1) Change your passwords. There were six major data breaches this year, and hundreds of smaller ones. Millions of people had their personal information, including passwords and pin numbers, exposed. This stolen personal information is now for sale on the Internet (yes, there are websites that actually sell stolen data to the bad guys). One of the best ways to protect yourself is to change all your passwords on a regular basis. It is a hassle, but having a bad guy get access to your bank account, for example, will be much more of a hassle.
I changed all my passwords on Monday - email accounts, social media accounts, bank accounts, car insurance, cell phone provider, PayPal, Amazon, Google, and so forth. It was a long list and took some time, but my safety and privacy is worth it.
Don't forget to change the password for your home Wi-Fi.
2) Add two-factor authentication (also called two-step authentication) to your accounts if available. Yep, it seems like a hassle to go through that extra step every time you log on to an account, but it is no where near as big a hassle as a bad guy getting into your account.

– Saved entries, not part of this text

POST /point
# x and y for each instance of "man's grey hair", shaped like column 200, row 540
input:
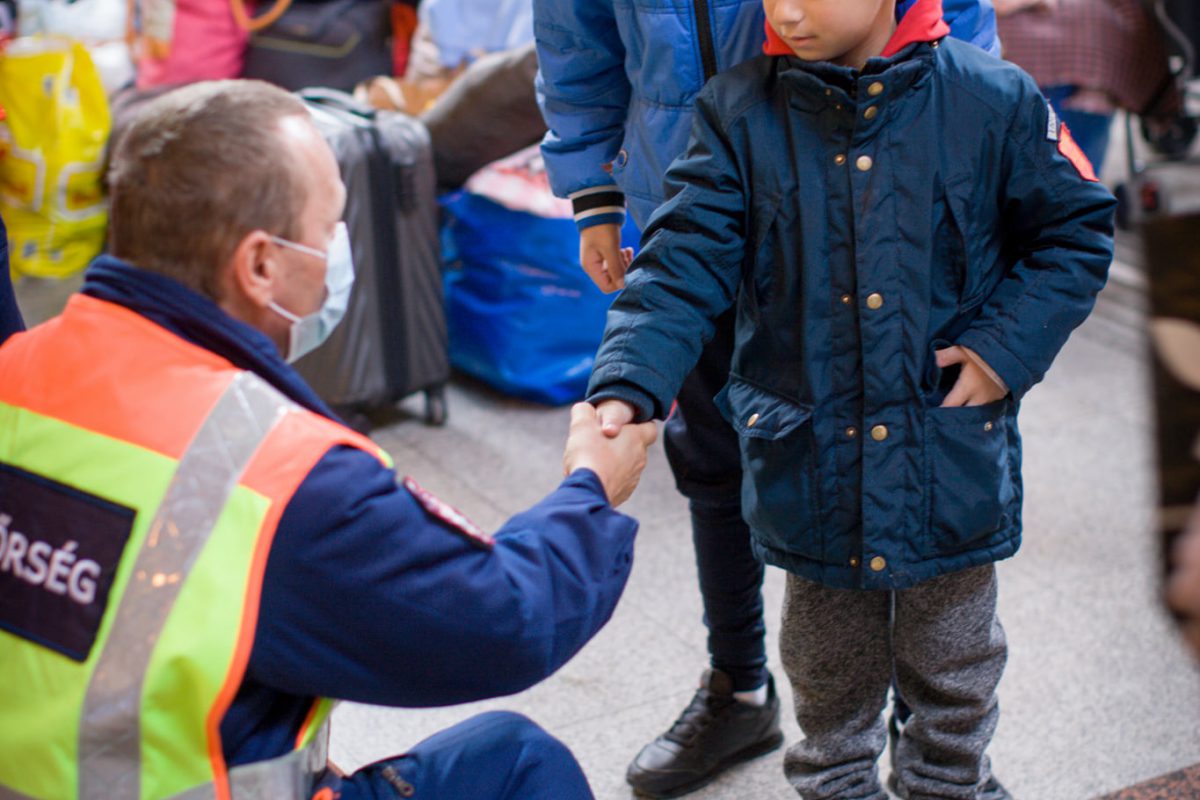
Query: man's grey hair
column 198, row 169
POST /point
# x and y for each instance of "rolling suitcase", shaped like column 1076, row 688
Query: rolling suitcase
column 393, row 340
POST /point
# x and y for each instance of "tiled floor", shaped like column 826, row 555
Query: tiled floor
column 1098, row 695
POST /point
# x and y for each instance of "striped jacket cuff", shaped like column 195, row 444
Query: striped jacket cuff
column 599, row 205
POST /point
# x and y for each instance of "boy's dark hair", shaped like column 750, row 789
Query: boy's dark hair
column 198, row 169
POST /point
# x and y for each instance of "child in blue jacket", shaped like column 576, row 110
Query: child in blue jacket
column 617, row 85
column 907, row 236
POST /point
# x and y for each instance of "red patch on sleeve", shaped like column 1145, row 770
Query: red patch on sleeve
column 1068, row 148
column 449, row 515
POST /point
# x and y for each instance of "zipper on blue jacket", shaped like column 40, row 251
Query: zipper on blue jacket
column 705, row 31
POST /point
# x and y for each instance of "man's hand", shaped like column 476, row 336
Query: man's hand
column 973, row 386
column 613, row 416
column 617, row 459
column 603, row 257
column 1183, row 585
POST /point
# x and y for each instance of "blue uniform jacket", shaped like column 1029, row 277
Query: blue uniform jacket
column 10, row 316
column 619, row 78
column 855, row 244
column 366, row 596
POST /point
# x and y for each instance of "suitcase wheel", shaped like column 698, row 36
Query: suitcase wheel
column 436, row 407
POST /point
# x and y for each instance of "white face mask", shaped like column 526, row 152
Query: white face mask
column 307, row 332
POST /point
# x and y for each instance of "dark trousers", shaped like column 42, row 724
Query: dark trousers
column 703, row 453
column 495, row 756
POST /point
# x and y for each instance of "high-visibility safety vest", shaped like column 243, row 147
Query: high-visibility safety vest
column 142, row 480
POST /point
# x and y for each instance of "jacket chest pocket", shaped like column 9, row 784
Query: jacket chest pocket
column 969, row 474
column 964, row 250
column 779, row 497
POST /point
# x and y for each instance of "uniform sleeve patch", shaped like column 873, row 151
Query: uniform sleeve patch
column 449, row 515
column 1074, row 154
column 59, row 552
column 1051, row 124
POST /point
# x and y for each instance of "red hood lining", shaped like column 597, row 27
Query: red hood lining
column 923, row 23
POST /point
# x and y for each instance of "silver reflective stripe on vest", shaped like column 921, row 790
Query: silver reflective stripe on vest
column 109, row 735
column 287, row 777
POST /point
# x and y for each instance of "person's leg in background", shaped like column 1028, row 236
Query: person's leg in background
column 735, row 714
column 495, row 756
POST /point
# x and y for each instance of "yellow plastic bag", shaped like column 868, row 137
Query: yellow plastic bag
column 52, row 148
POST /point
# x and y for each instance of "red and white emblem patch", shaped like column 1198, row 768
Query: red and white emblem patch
column 449, row 515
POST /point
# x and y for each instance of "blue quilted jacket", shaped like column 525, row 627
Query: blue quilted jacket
column 619, row 78
column 855, row 242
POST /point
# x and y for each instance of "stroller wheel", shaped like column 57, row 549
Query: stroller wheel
column 1170, row 138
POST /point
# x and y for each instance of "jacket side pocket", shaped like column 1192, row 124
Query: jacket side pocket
column 779, row 457
column 970, row 485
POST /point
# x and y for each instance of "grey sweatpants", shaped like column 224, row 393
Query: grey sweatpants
column 943, row 643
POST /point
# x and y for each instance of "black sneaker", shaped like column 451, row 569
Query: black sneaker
column 712, row 734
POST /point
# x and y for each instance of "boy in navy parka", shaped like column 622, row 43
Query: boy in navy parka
column 909, row 236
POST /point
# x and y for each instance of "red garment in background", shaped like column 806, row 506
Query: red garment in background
column 1111, row 46
column 207, row 44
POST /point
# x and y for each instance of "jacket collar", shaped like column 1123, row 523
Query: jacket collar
column 201, row 322
column 918, row 20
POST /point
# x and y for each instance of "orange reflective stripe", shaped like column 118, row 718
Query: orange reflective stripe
column 106, row 368
column 304, row 726
column 1074, row 154
column 276, row 470
column 124, row 358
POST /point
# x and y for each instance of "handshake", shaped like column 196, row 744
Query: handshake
column 601, row 439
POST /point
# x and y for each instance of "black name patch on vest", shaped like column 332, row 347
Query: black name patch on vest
column 59, row 549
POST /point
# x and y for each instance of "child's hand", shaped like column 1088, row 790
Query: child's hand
column 613, row 415
column 975, row 385
column 617, row 461
column 603, row 257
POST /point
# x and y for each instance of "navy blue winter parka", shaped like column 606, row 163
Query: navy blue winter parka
column 859, row 221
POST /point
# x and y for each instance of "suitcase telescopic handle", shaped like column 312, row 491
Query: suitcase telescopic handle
column 336, row 100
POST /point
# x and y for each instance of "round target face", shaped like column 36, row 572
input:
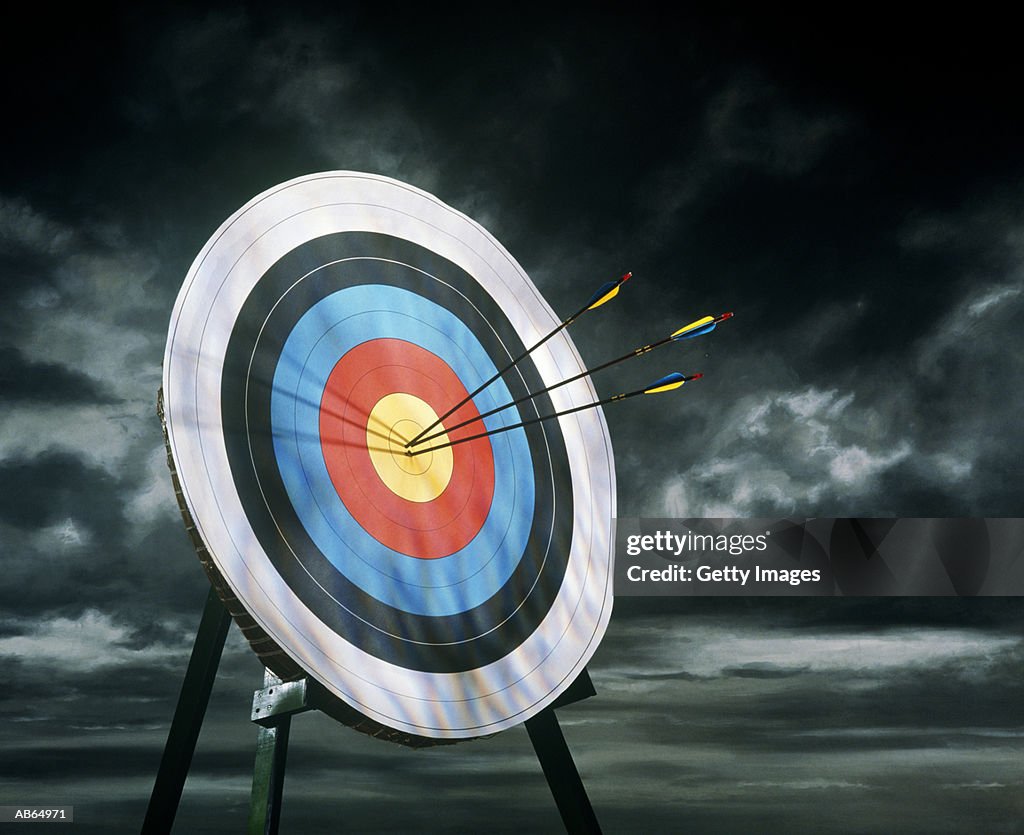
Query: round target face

There are several ways websites can handle two-factor authentication. You can set it up at the same time you change your password, and probably from the same page. Each website will walk you through the set-up process for their site. It really isn't hard.
I was reluctant to use two-factor authentication because of the perceived hassle, but on Monday I finally added it to my bank accounts, PayPal account, and other accounts which store my financial information, including card numbers. So far it hasn't been as big a hassle as I imagined. Better safe than sorry.
3) Use the lock screen for your phone and other mobile devices. Lock screens use various methods - pin numbers, passwords, fingerprint or facial recognition - to make sure that you are the only one with access to your device. No one thinks they will ever misplace, lose, or have their phone stolen, but it happens all the time. Think about how much personal data is stored on your phone, and how many apps on it have access to your accounts. All this information is freely available to any bad guy that gets ahold of your device if you don't use a lock screen.
Once again, I was reluctant to use my lock screen because of the perceived hassle. On Monday, I finally set up my lock screen. So far, not a hassle at all. Don't forgot your pin number or password. Write it down on a piece of paper and stick it somewhere like a desk drawer (just don't carry it with you) in case you ever forget it.